琥珀と一緒に学生生活を送れたらどれだけ楽しかっただろうか。操はそういうIFのことを考えて、気持ちが沈んでしまった。自分がどれだけ求めても決して手に入らない環境を当然のように享受できる人間がいる。世の中とはそういうものなのだ。
「お邪魔しました」
賀藤家から去る操と夏帆。途中まで帰り道が同じということで、操と夏帆は一緒に歩いていた。

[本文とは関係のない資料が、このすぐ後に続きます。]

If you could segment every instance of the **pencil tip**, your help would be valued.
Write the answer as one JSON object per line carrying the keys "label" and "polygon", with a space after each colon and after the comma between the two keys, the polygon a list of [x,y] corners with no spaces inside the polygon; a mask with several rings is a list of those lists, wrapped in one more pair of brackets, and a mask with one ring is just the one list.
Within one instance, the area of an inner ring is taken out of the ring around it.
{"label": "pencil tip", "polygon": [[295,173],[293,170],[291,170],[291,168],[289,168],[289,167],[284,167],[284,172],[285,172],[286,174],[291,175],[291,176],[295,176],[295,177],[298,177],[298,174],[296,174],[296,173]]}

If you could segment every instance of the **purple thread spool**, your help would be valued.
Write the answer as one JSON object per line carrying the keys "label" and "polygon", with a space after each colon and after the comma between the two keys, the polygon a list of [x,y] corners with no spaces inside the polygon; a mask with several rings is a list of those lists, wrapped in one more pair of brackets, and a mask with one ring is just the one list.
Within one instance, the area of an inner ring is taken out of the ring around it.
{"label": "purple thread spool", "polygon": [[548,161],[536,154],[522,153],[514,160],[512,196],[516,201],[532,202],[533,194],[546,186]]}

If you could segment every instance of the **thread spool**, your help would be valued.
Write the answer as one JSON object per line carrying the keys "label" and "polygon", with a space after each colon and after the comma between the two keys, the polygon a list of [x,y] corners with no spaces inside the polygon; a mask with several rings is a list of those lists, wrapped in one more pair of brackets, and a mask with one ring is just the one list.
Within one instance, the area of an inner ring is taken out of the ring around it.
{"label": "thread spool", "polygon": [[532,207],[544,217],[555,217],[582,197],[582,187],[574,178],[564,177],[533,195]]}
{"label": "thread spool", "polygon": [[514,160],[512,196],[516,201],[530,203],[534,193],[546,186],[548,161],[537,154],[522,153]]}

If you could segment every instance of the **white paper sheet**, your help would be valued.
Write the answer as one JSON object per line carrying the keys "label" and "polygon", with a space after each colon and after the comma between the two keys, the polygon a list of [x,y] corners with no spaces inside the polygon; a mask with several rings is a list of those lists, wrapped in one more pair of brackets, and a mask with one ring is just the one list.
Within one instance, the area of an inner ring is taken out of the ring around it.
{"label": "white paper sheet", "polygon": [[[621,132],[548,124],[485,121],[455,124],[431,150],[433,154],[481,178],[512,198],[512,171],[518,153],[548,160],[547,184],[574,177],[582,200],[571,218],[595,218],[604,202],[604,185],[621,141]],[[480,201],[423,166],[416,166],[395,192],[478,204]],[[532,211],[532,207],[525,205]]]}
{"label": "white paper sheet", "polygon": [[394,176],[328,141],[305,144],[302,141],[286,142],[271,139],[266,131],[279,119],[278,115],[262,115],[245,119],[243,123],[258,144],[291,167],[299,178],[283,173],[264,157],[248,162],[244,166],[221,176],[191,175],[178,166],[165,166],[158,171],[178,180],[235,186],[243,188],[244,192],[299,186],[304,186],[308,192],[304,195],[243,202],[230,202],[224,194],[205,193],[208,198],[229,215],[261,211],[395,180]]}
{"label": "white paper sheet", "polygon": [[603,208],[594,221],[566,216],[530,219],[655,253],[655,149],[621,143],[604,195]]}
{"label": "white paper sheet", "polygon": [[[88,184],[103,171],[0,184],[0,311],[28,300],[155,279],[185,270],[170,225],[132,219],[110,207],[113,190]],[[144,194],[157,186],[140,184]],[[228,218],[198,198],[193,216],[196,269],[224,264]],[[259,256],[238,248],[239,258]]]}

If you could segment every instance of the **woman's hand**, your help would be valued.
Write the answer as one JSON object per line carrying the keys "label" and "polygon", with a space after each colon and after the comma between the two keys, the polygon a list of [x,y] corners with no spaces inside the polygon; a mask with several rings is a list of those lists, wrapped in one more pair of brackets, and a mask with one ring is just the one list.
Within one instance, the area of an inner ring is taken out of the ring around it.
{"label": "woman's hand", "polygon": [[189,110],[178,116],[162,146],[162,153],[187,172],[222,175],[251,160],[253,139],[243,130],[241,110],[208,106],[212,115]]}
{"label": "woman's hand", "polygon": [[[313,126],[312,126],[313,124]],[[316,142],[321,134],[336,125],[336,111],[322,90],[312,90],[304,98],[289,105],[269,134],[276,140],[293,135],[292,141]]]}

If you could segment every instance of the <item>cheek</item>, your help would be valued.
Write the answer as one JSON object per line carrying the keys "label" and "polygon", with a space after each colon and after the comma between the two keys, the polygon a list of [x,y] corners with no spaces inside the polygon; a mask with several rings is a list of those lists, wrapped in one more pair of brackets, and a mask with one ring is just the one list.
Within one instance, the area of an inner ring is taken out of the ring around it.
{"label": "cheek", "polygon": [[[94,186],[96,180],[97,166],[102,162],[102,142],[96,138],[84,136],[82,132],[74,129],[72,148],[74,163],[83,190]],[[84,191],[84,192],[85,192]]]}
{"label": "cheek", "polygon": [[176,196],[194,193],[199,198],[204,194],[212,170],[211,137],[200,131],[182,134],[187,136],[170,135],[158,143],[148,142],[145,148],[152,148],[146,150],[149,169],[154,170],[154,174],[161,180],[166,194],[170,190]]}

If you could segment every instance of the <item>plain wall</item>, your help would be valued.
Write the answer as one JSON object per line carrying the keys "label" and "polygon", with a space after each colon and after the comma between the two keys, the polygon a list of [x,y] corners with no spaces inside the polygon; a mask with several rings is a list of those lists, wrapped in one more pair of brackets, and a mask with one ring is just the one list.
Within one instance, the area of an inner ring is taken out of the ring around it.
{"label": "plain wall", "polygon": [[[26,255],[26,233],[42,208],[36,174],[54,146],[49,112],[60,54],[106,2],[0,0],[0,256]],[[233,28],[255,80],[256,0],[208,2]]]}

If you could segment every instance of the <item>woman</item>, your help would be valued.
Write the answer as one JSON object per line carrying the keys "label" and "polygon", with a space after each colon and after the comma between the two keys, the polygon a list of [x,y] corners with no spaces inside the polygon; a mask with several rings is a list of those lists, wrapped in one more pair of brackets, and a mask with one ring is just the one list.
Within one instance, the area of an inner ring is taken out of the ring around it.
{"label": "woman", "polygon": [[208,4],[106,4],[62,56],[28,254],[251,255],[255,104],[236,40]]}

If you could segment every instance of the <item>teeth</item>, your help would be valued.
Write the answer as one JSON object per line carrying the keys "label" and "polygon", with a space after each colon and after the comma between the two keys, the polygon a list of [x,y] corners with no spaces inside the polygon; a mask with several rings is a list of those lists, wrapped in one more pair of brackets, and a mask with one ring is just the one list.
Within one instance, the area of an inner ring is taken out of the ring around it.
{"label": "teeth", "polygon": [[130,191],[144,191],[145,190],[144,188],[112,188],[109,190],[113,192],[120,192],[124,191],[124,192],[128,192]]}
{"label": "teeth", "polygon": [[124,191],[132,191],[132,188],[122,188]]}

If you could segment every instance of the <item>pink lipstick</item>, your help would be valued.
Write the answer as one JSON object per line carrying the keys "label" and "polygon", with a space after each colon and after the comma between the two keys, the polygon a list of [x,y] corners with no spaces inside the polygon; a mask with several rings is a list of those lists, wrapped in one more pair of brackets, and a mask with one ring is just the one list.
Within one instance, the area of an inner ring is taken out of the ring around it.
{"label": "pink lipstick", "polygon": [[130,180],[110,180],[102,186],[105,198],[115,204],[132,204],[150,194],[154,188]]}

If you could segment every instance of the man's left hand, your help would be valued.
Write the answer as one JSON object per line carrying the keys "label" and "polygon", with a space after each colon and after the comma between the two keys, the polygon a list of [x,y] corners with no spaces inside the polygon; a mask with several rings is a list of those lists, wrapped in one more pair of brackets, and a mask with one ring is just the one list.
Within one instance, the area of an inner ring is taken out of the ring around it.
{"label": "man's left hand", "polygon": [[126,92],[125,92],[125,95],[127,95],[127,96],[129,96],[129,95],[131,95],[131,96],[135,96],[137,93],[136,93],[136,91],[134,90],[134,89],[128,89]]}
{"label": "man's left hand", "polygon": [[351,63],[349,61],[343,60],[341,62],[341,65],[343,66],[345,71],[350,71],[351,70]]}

「私、今日は憧れのリゼさんに会えて嬉しかったです。これからもエレキオーシャンを応援しますね」
「え、ああ。うん。ありがとう。とっても嬉しい」
負の感情が一切感じられない夏帆の笑顔に操は自分自身に嫌気がさした。夏帆は操のことを憧れの感情を抱いてくれているファンだ。それなのに、操は夏帆に対して良くない感情を抱いていた瞬間もあった。そういうところが夏帆に知られたら、失望されるかもしれない。それくらい、操は自分自身の心を醜いと感じてしまったのだ。

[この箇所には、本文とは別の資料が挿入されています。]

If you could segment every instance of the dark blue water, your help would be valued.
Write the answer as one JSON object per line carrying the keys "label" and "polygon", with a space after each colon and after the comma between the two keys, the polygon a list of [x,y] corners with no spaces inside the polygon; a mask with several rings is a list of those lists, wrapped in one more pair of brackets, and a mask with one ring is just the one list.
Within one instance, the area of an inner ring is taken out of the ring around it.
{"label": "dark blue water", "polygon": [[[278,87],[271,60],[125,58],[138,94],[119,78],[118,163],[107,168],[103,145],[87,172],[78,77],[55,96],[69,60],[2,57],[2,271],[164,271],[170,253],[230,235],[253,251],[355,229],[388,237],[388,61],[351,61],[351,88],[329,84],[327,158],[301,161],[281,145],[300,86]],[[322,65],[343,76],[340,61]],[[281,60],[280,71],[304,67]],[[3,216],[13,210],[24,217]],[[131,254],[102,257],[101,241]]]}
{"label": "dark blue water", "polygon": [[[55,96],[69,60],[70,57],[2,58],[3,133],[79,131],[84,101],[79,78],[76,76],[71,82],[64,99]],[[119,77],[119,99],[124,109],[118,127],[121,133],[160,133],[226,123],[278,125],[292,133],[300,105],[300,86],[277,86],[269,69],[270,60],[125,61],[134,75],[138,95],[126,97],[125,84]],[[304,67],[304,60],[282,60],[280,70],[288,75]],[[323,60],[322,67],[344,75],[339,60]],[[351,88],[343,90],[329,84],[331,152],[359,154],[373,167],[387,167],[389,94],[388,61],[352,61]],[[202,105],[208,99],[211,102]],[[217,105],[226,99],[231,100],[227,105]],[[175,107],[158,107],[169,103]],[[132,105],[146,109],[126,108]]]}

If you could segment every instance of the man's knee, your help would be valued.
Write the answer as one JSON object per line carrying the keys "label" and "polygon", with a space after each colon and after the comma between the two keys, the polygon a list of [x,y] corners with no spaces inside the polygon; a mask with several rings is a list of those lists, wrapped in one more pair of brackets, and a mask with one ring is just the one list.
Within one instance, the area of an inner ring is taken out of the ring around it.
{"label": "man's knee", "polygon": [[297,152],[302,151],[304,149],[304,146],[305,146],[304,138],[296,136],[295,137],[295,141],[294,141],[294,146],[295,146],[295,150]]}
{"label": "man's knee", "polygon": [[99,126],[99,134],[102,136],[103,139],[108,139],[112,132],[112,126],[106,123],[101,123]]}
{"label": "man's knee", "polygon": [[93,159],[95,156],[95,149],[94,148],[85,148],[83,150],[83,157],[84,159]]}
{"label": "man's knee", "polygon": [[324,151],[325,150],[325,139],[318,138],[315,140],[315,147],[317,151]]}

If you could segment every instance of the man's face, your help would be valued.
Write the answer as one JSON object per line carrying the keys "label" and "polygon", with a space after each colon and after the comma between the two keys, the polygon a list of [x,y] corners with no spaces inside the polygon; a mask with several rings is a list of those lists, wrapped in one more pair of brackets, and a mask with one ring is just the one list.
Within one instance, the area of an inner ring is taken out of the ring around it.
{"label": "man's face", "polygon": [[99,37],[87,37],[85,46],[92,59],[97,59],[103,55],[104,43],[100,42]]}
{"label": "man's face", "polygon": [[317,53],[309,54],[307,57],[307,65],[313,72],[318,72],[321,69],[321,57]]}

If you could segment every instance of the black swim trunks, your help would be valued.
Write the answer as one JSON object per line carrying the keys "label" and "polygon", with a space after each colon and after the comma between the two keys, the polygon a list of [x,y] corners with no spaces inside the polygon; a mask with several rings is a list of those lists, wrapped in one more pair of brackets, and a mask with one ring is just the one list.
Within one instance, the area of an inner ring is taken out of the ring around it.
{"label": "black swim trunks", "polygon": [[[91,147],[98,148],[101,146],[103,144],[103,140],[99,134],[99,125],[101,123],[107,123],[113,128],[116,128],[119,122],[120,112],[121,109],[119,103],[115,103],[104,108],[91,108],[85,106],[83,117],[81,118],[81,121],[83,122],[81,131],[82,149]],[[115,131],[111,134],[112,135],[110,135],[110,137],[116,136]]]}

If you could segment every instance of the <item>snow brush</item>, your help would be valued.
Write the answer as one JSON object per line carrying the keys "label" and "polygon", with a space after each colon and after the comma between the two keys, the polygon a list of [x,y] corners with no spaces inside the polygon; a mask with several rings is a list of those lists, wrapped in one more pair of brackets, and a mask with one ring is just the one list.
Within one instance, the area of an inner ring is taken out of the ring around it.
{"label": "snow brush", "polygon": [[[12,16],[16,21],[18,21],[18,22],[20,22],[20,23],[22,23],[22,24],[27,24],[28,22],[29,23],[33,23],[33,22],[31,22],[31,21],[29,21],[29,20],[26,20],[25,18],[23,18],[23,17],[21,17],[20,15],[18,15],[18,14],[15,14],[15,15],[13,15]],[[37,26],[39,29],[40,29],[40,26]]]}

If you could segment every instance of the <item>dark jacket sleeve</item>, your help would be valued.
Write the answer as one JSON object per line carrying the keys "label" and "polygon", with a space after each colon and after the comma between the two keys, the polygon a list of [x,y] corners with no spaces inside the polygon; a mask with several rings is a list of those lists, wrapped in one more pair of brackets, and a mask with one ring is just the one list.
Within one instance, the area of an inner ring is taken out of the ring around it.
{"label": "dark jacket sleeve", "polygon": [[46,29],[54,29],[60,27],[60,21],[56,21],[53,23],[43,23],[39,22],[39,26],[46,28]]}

「あの……もし、違ったら申し訳ないんですけど……リゼさんって賀藤君のこと好きなんですか?」
夏帆の一言に操の頭に一気に血が昇る。
「え? な、なんでそうなる!」
「違いましたか? 賀藤君を見ている目が構って欲しそうな子犬のように見えましたから」
「気のせい! 気のせいだから絶対」
慌てて否定する操。それに対して夏帆はくすくすと笑った。
「リゼさんってそういう表情もできるんですね。その表情も素敵です」
「な、なんだよそれ……」
年下であるはずの夏帆に上手いこと転がされた感じがして、操は少し不満げだった。しかし、不思議と夏帆のことは嫌いになれない操であった。